Between the Old English writing of Beowulf in the eleventh century and Chaucer's Middle English creation of The Canterbury Tales in the fourteenth century, English as a written language seemed to die out completely. This was mostly due to the invasion of the French Normans in 1066. Latin and French became the official languages of the court, the law and the nobility. English was the language of illiterate peasants and continued in an oral tradition, transforming from Old English to become, as scholars call it, Middle English.
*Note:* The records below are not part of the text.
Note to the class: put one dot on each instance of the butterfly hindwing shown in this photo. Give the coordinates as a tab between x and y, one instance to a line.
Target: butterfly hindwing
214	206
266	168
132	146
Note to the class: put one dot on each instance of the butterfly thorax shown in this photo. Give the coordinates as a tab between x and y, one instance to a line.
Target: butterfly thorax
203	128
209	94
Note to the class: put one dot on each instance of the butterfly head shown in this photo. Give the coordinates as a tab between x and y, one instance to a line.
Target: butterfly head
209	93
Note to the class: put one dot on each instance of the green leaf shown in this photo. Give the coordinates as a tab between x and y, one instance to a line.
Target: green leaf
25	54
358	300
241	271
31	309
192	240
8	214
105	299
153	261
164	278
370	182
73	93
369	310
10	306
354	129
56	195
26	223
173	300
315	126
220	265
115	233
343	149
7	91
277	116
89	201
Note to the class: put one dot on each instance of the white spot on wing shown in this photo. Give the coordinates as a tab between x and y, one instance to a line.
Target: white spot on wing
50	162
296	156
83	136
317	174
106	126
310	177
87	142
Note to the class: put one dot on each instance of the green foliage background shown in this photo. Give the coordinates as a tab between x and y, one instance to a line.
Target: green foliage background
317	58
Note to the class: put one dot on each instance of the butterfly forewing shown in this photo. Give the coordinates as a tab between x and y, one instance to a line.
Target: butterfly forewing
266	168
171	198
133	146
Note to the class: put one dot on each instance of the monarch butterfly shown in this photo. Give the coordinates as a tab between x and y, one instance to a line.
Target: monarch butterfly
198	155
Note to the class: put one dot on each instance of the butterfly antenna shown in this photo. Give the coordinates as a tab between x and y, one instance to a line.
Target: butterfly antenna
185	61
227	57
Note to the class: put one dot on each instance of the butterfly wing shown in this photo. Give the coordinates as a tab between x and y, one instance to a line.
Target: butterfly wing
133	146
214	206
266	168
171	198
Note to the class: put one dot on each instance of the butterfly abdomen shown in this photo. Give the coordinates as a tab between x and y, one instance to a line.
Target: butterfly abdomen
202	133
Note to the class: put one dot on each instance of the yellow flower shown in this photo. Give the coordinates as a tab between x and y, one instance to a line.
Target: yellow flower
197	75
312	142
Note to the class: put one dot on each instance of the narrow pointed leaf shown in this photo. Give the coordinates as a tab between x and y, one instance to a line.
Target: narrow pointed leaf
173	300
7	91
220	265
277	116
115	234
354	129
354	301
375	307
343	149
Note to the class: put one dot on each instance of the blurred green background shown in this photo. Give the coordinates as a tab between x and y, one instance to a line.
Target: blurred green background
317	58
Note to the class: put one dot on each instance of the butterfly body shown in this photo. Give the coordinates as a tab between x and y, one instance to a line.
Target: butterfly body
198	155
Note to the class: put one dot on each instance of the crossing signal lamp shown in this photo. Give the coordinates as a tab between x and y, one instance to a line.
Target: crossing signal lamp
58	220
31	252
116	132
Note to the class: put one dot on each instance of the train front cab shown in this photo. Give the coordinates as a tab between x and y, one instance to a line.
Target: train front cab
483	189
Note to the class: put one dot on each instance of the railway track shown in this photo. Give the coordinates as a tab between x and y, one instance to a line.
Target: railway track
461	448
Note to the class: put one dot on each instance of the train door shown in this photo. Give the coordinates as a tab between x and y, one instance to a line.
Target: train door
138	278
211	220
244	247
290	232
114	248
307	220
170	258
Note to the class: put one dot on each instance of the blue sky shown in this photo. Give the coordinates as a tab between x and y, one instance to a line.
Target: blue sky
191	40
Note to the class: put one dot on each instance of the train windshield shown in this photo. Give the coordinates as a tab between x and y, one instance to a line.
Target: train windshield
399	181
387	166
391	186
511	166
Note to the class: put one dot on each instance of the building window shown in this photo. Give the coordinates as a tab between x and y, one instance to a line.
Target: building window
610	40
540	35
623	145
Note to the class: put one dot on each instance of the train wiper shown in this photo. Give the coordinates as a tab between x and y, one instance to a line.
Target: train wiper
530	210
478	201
It is possible that during his diplomatic travels Geoffrey Chaucer (c.1343-1400) met both Boccaccio and Petrarch, who wrote poetry using Italian vernacular, which spurred him to develop a vision of an English poetry that would be linguistically accessible to all. To further this vision Geoffrey Chaucer decided to write in English at a time when it was still not completely fashionable to do so, using the vernacular that was spoken in and around London of his day. As a result he is recognised as the first great writer in the English language with The Canterbury Tales being seen as his crowning achievement, a work that creates a literature and poetic language for all classes of society.
Chaucer probably began work on The Canterbury Tales around 1387. It is a set of tales told by pilgrims who, while of different social classes, have joined together to venture forth from London to Canterbury. To pass the time each member is asked to tell four stories, two on the way to Canterbury and two on the way back but Chaucer was unable to complete this grand plan of one hundred and twenty tales and the text ends after twenty-four stories while the pilgrims are still on their way to Canterbury. Chaucer portrayed his characters with an intense realism, which was groundbreaking literature in the fourteenth century, and this unique style was quickly recognised by William Caxton, England's first printer, when he published The Canterbury Tales in the 1470s.
The Canterbury Tales begins with the General Prologue, which introduces the narrator meeting with the twenty-nine pilgrims at the Tabard Inn in Southwark, near London. Often satirical and very amusing the narrator describes twenty-seven of the pilgrims; the Knight, Squire, Yeoman, Prioress, Monk, Friar, Merchant, Clerk, Man of Law, Franklin, Haberdasher, Carpenter, Weaver, Dyer, Tapestry-Weaver, Cook, shipman, Physician, Wife, Parson, Plowman, Miller, Manciple, Reeve, Summoner, Pardoner, and Host as they prepare to travel to the shrine of the martyr Saint Thomas Becket in Canterbury. The two characters left undescribed are the Second Nun and the Nun's Priest, although both characters appear later in the book. It is the Host, Harry Bailey, who suggests that the group ride together and entertain one another with stories.
The tales Chaucer had his characters tell were popular stories which he adapted to suit his storyteller. His stores are a mixture of serious and comical, sacred and profane (for which Chaucer wrote a retraction in order to protect himself from God's vengence); they include romantic adventures and fabliaux, religious allegories and even a sermon. From his tales Chaucer's political sentiments are unclear, for although The Canterbury Tales documents the various social tensions in the manner of the popular genre of estates satire, the narrator refrains from making overt political statements.